L’Amarante
I love this kind of find (reader: its not really a find, we saw it on a list of places to try in Paris). Wander away from the busy streets and grand squares near the Bastille, down an unlikely looking side road with an odd nightclub and a couple of shops selling household supplies, and in through the open red door of a restaurant that isn’t much wider than the door. Six tables and a single waiter who looks like he’s auditioning for Oliver Twist. It doesn’t have an online reservation system, you just need to text or email the chef; luckily my French stretched to “do you have a table for four this evening?” and luckily he did.
Tongue
My starter was thin sliced of veal tongue with a beautiful blob of mayonnaise and some powerful eclectic salad leaves dressed perfectly with salt and oil. Maureen’s was a stuffed pig trotter with the skin fried to a wafer-thin crispy deliciousness while the gelatinous muddle of meat and stuff inside very satisfyingly stuck to our teeth. Same salad. This is obsessively pared-back stuff from the school of St John.
Main for me was a monstrous pork loin chop, fried to absolute perfection.
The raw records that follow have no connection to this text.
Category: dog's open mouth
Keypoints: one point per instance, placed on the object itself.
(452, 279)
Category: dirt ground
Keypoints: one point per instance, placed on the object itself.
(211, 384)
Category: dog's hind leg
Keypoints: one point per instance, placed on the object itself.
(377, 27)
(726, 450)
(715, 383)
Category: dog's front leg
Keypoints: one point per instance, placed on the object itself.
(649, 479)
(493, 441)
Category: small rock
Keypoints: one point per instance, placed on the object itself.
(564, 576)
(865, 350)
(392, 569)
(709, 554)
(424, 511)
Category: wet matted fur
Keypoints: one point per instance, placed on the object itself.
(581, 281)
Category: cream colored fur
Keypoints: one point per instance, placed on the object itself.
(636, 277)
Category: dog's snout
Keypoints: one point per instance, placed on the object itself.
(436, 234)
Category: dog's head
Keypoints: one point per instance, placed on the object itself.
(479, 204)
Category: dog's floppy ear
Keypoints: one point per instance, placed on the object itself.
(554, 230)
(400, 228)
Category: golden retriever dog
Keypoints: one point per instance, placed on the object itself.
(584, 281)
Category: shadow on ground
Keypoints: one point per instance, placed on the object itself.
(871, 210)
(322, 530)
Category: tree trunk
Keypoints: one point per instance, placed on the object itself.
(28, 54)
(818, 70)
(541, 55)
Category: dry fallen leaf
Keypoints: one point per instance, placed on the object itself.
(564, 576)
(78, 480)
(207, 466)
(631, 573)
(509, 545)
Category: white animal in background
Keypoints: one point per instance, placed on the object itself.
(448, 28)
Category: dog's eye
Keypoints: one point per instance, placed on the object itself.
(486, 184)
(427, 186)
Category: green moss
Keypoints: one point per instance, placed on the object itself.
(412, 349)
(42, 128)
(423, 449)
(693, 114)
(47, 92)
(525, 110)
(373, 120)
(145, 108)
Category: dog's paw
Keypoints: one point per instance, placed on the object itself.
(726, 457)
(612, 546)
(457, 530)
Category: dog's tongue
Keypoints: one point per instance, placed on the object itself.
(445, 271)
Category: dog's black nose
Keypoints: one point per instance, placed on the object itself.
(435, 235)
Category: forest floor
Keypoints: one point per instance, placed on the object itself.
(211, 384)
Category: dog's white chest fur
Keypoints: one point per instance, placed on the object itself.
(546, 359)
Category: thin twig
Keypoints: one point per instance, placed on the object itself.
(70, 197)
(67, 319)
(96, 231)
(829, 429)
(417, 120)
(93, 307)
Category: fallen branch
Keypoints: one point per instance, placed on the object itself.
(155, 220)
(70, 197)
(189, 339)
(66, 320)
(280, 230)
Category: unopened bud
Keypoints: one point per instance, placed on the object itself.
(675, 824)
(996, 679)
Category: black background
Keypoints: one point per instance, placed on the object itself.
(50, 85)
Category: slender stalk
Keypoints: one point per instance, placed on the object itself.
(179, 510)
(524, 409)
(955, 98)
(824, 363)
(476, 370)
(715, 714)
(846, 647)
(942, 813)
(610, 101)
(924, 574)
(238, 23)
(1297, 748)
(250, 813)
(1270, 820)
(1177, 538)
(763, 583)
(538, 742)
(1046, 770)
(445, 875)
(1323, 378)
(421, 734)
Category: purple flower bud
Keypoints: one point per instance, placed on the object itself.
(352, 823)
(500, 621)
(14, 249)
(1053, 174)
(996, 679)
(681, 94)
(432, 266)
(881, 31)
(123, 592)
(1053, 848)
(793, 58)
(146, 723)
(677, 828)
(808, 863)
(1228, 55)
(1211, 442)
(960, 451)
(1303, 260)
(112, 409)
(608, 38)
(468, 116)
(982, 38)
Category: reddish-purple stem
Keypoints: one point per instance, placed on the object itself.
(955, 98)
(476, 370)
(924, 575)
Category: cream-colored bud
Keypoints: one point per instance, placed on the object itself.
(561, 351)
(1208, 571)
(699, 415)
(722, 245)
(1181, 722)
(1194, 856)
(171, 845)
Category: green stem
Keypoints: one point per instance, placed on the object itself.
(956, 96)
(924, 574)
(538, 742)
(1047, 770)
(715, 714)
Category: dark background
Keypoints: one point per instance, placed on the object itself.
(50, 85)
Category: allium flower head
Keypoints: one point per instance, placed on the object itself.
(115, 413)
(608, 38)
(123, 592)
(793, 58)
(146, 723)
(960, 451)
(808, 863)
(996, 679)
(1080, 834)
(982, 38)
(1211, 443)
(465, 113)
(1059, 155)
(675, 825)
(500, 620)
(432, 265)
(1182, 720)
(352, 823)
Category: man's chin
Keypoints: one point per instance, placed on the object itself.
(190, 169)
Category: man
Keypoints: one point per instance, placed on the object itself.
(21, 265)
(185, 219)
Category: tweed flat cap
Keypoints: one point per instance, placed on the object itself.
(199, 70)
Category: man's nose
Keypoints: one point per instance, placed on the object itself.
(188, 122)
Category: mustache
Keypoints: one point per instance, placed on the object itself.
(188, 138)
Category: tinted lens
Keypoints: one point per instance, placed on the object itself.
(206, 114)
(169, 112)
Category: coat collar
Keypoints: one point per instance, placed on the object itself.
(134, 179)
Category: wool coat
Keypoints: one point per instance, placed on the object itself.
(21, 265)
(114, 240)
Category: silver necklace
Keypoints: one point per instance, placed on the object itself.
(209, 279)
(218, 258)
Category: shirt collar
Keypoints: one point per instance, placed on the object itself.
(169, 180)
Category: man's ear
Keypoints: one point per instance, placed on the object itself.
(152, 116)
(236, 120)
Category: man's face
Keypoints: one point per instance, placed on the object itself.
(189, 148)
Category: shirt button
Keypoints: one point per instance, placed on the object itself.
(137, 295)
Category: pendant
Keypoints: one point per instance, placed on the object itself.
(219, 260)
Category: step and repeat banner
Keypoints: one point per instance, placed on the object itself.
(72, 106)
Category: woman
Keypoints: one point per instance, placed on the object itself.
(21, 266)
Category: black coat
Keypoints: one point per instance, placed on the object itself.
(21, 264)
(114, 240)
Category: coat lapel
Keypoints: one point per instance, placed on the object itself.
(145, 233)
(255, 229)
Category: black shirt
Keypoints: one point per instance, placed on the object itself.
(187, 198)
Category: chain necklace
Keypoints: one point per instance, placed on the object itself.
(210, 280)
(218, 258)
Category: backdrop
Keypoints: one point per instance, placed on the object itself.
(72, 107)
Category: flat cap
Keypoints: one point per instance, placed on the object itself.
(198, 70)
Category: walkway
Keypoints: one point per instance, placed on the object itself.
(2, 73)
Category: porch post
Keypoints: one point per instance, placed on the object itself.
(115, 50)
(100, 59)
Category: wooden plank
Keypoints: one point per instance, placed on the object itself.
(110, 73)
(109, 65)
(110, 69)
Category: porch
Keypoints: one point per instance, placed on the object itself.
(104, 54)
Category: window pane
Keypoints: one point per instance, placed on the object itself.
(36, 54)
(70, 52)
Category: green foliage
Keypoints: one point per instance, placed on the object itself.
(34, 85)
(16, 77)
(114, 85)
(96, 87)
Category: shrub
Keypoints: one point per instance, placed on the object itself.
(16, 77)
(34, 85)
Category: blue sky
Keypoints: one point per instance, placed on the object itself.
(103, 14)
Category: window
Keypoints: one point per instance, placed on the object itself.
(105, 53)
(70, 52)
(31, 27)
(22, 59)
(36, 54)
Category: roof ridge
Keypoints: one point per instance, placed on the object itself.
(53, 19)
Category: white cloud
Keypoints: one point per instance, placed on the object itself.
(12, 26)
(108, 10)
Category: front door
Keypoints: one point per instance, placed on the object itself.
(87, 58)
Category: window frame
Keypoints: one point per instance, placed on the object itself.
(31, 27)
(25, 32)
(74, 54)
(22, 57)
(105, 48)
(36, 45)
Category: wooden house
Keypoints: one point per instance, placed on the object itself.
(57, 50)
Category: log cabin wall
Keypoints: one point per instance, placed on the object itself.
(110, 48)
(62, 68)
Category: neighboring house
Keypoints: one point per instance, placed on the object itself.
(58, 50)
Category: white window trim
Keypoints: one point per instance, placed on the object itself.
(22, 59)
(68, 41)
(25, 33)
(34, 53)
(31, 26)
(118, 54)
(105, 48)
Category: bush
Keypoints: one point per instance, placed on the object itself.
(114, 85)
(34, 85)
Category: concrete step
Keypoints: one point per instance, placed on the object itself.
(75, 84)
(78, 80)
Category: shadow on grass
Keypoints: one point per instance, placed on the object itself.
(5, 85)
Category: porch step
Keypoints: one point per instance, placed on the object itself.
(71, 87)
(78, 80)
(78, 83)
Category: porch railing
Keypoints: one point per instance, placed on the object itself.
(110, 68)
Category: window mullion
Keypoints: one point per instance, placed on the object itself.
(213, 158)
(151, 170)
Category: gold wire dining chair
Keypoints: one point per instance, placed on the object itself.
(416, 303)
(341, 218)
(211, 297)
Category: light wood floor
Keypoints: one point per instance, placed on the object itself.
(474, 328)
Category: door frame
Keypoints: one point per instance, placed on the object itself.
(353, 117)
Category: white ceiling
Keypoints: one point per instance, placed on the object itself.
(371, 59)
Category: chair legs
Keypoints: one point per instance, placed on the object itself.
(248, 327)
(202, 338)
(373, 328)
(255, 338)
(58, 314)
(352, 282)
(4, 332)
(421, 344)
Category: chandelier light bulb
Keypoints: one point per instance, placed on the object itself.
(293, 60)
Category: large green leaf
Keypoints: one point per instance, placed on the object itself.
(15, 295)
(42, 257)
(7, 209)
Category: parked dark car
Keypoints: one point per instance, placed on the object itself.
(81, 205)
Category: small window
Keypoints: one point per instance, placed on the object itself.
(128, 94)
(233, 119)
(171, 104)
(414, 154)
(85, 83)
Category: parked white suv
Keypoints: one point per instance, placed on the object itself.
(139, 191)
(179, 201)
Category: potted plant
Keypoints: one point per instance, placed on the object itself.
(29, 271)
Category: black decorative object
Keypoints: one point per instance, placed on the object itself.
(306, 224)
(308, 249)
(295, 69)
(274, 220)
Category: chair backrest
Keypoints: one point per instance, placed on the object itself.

The meat and fat were robustly flavoured and nicely pinkish inside, the caramelised outside giving it another dimension of loveliness. Cauliflower came as florets and also as a darkly caramelised mash of some kind. The gravy was wonderful. Maureen’s guinea fowl was beautifully soft and tender meat, and a very flavourful bird. The skin had been artfully crisped until it resembled the best skin on a Chinese crispy duck (minus the spices). This was served simply with a pile of green asparagus.
Wild bois
Even the puddings were single-minded but great: huge bowl of wild strawberries with creme fraiche. A chocolate fondant so ruthlessly savoury and pure that it hummed with all kinds of unexpected notes, of currants and leather and smoke.
It takes a bit of research to find really good food in a metropolis that is used to eating up and spitting out tourists in constant rotation. L’Amarante is the kind of place you need to find in Paris.